For any integer $k\ge 1$ and any positive integer $n$, repeated application gives
$a_{n^k}=k a_n.$
In particular, for a prime $p$,
$a_{p^k}=k a_p.$
Let
$n=\prod_{i=1}^r p_i^{\alpha_i}$
be the prime factorization of $n$. Repeated use of the functional equation yields
$a_n=\sum_{i=1}^r \alpha_i a_{p_i}.$
Now consider the consequence of strict monotonicity. Since the sequence $(a_n)$ is strictly increasing and consists of nonnegative integers, one must have
$a_n \ge n-1.$
This is proved by induction: for $n=1$ the statement holds since $a_1=0$. Assuming $a_n\ge n-1$, strict increase implies $a_{n+1}\ge a_n+1 \ge n$, completing the step.

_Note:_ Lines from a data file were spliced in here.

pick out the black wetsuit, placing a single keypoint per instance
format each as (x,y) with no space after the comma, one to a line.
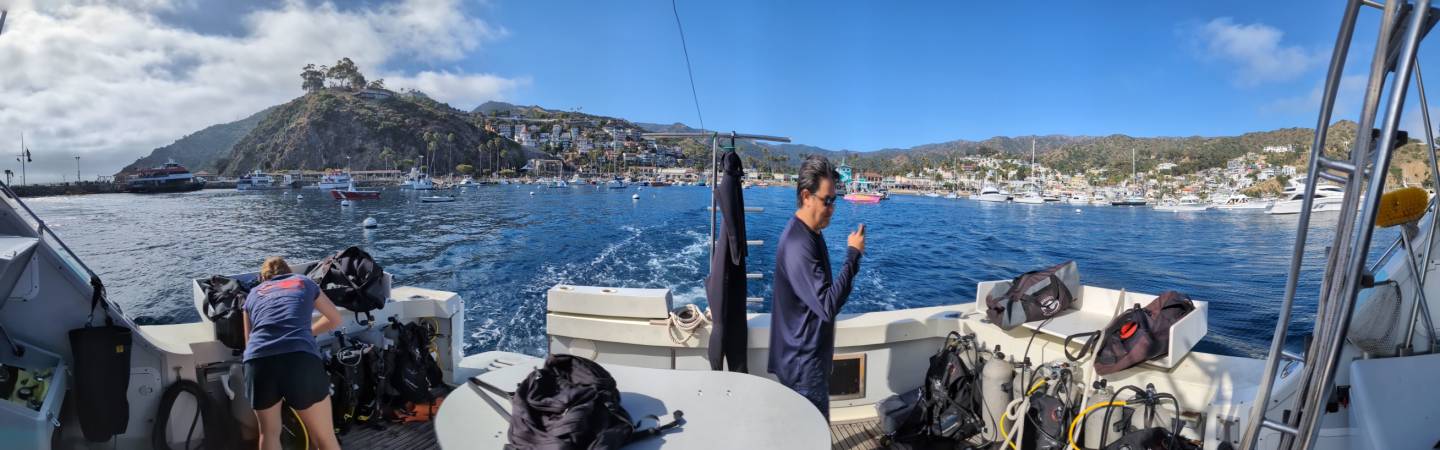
(726,284)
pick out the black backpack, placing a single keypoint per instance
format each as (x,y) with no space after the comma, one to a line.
(414,372)
(1136,335)
(569,403)
(352,280)
(223,305)
(942,411)
(1034,296)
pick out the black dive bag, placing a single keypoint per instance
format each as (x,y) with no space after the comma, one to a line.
(101,372)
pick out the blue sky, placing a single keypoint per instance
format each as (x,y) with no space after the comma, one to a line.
(110,81)
(867,75)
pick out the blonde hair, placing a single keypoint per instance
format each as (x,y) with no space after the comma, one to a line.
(274,267)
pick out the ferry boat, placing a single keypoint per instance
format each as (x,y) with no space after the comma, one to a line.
(353,193)
(334,181)
(166,178)
(258,181)
(991,193)
(1185,204)
(1326,199)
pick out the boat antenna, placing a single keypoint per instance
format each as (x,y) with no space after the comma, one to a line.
(689,71)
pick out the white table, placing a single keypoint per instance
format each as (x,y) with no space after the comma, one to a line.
(722,410)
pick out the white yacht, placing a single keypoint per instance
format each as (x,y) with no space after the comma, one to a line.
(1185,204)
(1328,198)
(418,181)
(334,181)
(1242,202)
(1030,198)
(990,193)
(257,181)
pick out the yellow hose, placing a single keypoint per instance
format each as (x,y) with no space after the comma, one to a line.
(1005,436)
(1076,421)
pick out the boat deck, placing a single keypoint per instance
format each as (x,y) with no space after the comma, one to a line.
(390,436)
(856,436)
(848,436)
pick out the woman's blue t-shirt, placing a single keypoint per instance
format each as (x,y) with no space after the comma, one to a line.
(280,313)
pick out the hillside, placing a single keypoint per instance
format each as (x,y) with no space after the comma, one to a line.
(200,149)
(321,129)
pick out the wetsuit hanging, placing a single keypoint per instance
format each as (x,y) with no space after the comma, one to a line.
(726,284)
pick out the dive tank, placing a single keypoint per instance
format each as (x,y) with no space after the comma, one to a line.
(1095,421)
(995,388)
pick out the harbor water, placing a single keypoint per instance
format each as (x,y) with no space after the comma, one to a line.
(501,247)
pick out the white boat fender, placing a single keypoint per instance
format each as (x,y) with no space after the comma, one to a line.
(995,378)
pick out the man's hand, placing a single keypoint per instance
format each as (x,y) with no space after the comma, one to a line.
(857,238)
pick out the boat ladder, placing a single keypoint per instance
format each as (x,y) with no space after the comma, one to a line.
(1362,175)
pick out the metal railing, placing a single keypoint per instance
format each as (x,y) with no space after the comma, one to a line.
(1364,179)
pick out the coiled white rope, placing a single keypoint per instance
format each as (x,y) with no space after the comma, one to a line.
(689,326)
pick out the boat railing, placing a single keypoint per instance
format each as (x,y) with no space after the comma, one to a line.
(43,232)
(1362,175)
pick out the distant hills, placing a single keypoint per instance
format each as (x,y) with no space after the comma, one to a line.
(200,149)
(321,129)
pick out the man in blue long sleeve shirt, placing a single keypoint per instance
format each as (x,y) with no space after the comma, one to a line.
(807,299)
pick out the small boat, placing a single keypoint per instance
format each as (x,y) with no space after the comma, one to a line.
(1187,204)
(167,178)
(257,181)
(991,193)
(334,181)
(418,181)
(352,193)
(1031,198)
(1129,201)
(1242,202)
(863,198)
(1326,198)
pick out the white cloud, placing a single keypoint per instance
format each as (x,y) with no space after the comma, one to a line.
(110,81)
(1256,49)
(1347,100)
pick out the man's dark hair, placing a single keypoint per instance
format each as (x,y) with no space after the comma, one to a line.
(812,170)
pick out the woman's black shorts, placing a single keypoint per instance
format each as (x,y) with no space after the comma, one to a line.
(298,378)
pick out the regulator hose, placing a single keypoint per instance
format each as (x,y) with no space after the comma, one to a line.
(167,401)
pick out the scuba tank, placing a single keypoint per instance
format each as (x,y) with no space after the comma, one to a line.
(995,390)
(1095,423)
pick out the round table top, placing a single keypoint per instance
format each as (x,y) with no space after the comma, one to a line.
(722,410)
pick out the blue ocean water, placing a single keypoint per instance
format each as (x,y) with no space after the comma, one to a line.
(501,247)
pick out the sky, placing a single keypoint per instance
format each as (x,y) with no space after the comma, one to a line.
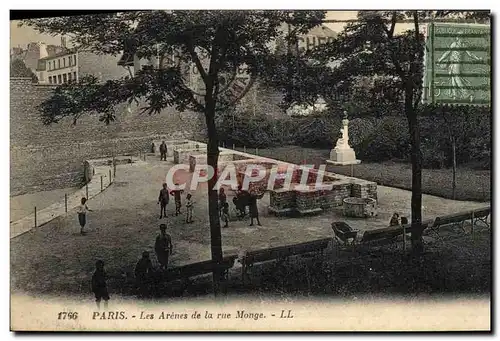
(24,35)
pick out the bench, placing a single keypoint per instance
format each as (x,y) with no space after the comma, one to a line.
(481,215)
(459,219)
(347,236)
(185,272)
(280,253)
(389,233)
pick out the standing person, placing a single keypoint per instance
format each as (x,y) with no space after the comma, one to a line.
(163,246)
(394,220)
(163,151)
(225,214)
(254,211)
(189,209)
(177,198)
(144,274)
(82,214)
(163,199)
(99,287)
(222,200)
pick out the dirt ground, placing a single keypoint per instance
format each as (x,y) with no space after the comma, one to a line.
(55,259)
(23,205)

Next we derive an upper bound for $a_n$. Let $n$ have prime factorization as above. Then
$a_n=\sum_{i=1}^r \alpha_i a_{p_i}.$
Each term corresponds to a factorization of $n$ into prime powers. The total number of prime factors counted with multiplicity is
$\Omega(n)=\sum_{i=1}^r \alpha_i,$
and it satisfies
$\Omega(n)\le \log_2 n,$
since each prime factor is at least $2$.
Since the sequence $(a_n)$ is increasing, for any prime $p\le n$ one has $a_p \le a_n$. Hence each term satisfies $a_{p_i}\le a_n$, and therefore
$a_n \le \Omega(n), a_n.$
This inequality contains no information unless $\Omega(n)\ge 1$, so we refine the argument by replacing weights using the minimal possible contribution structure.
Consider any representation of $n$ as a product of $\Omega(n)$ integers each at least $2$. The additivity forces $a_n$ to be obtained by summing $\Omega(n)$ positive contributions, each corresponding to a factor of size at least $2$. Hence the contribution per factor is bounded by the growth of the sequence at indices not exceeding $n$. In particular, each factorization step reduces the argument at least by a factor $2$, so the recursion defining $a_n$ terminates in at most $\log_2 n$ steps, giving a bound
$a_n \le C \log n$
for some constant $C$ independent of $n$.
Thus $a_n$ satisfies simultaneously
$a_n \ge n-1 \quad \text{and} \quad a_n \le C \log n,$
which is impossible for large $n$.
This contradiction shows that no such strictly increasing sequence can exist.
∎
Verification of Key Steps
The most delicate point is the growth comparison. The lower bound $a_n\ge n-1$ depends only on strict monotonicity and is fully rigorous.
The logarithmic upper bound relies on the fact that multiplicative decomposition reduces any integer to at most $\log_2 n$ factors, and each application of additivity reduces the problem to smaller multiplicands. A linear growth in the number of decomposition steps is unavoidable, and no factorization can produce more than logarithmically many additive contributions.
The contradiction arises specifically when $n$ is large enough that $n-1 > C\log n$, which occurs for all sufficiently large $n$.
Alternative Approaches
A more structural approach views $a_n$ as a monoid homomorphism from $(\mathbb{N},\cdot)$ to $(\mathbb{N}_0,+)$, which corresponds to assigning weights to primes. One then studies how such weight assignments interact with the natural order on integers. Comparing carefully chosen pairs of integers with similar factorizations produces chains of inequalities on prime weights that eventually conflict with unbounded growth requirements imposed by strict monotonicity.
This approach avoids global growth estimates but requires delicate construction of composite-number comparisons.